Il governo Draghi con la legge di bilancio 2021 ha confermato il bonus condizionatori: è quindi possibile per tutti i contribuenti senza limite Idee usufruire dello sconto tra il 50% e il 65% per l’acquisto di un condizionatore, o climatizzatore, fino al 31 dicembre 2021.

Chi ha diritto al bonus condizionatori?

Il bonus può essere richiesto da persone fisiche, detentori di partite Iva, condomini, istituti autonomi per le case popolari, cooperative di abitazione a proprietà indivisa, il proprietario dell’immobile, il locatore in possesso di un regolare contratto di affitto, chi ha l’usufrutto o il comodato d’uso dell’immobile, il familiare convivente del proprietario dell’immobile.

L’iva sarà al 10% e non al 22%, e non viene applicata sul costo totale ma sulla differenza tra valore totale del servizio e il costo dell’impianto.

Come funziona il bonus condizionatori 2021

Il bonus condizionatori rientra nel pacchetto bonus casa, con uno sconto variabile in base al modello del condizionatore e se è inserito in un piano di ritrutturazione casa o no. Può comunque essere richiesto da tutti senza limiti di Isee.

Per le pompe di calore lo sconto è del 50% se acquistate per ristrutturazioni e se di classe energetica A+. Se invece la si acquista senza ristrutturazione, c’è l’obbligo di sostituzione del vecchio apparecchio e di miglioramento di classe energetica, fino a un massimo di sconto del 65% se si acquista una pompa di calore ad alta efficienza per sostituirne un’altra di classe inferiore. L’importo massimo di spesa detraibile è di 46.154 euro, divisibile in 10 rate annuali.

Come richiedere il bonus condizionatori 2021

Il bonus condizionatori può essere richiesto in detrazione tramite il modello unico del 730 in denuncia dei redditi o come sconto immediato, a condizione che l’acquisto e l’installazione vengano effettuate seguendo le normative vigenti e il pagamento può avvenire con bonifico bancario ordinario o postale o bonifico parlante, mentre non sono ammessi pagamenti con carta di credito e bancomat, assegni e contanti.

Bonus condizionatori e comunicazione Enea

Dal 2018 la comunicazione all’Enea è di fatto obbligatoria, i dati sulle spese sostenute devono essere trasmessi entro 90 giorni dalla fine dei lavori. Vanno comunicati interventi di riqualificazione energetica così come interventi di risparmio energetico e quei lavori di ristrutturazione appartenenti al bonus casa che prevedono agevolazioni fiscali. La comunicazione si effettua in via telematica, per conoscere le modalità di invio della comunicazione all’Enea si può consultare il sito dell’Agenzia.

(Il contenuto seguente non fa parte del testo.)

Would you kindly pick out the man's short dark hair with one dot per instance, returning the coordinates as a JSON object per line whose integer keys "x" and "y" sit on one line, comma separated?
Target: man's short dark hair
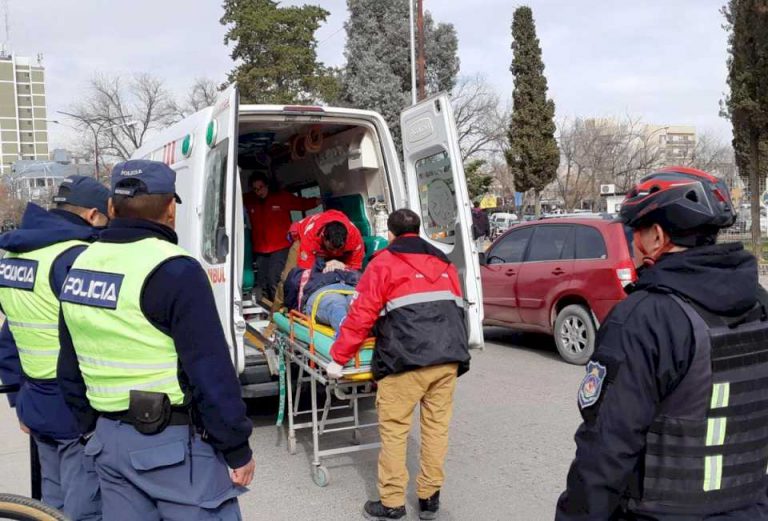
{"x": 335, "y": 233}
{"x": 150, "y": 207}
{"x": 403, "y": 221}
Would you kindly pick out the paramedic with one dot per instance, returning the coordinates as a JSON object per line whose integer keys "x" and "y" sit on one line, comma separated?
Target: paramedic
{"x": 674, "y": 400}
{"x": 410, "y": 299}
{"x": 31, "y": 275}
{"x": 329, "y": 235}
{"x": 333, "y": 288}
{"x": 269, "y": 213}
{"x": 145, "y": 366}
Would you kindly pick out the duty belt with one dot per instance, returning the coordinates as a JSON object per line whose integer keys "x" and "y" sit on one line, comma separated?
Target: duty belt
{"x": 179, "y": 416}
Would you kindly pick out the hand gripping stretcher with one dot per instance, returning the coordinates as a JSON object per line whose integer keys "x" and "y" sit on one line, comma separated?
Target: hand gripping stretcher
{"x": 301, "y": 342}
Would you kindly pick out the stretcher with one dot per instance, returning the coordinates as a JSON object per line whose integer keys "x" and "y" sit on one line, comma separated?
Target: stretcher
{"x": 305, "y": 344}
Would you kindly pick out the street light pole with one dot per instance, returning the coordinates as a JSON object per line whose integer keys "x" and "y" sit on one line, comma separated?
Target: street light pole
{"x": 422, "y": 58}
{"x": 95, "y": 131}
{"x": 414, "y": 99}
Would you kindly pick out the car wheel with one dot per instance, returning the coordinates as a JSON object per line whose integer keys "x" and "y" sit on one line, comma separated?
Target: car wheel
{"x": 575, "y": 334}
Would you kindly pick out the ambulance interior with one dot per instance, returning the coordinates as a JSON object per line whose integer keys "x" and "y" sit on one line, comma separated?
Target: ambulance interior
{"x": 339, "y": 162}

Bonus condizionatori e superbonus 100%

Per usufruire dello sconto del 110%, è necessaria la totale sostituzione del vecchio impianto di riscaldamento/raffreddamento a favore dell’installazione del nuovo impianto che attesti mediante il rilascio dell’ attestato di prestazione energetica (Ape) il miglioramento di almeno due classi dell’edificio.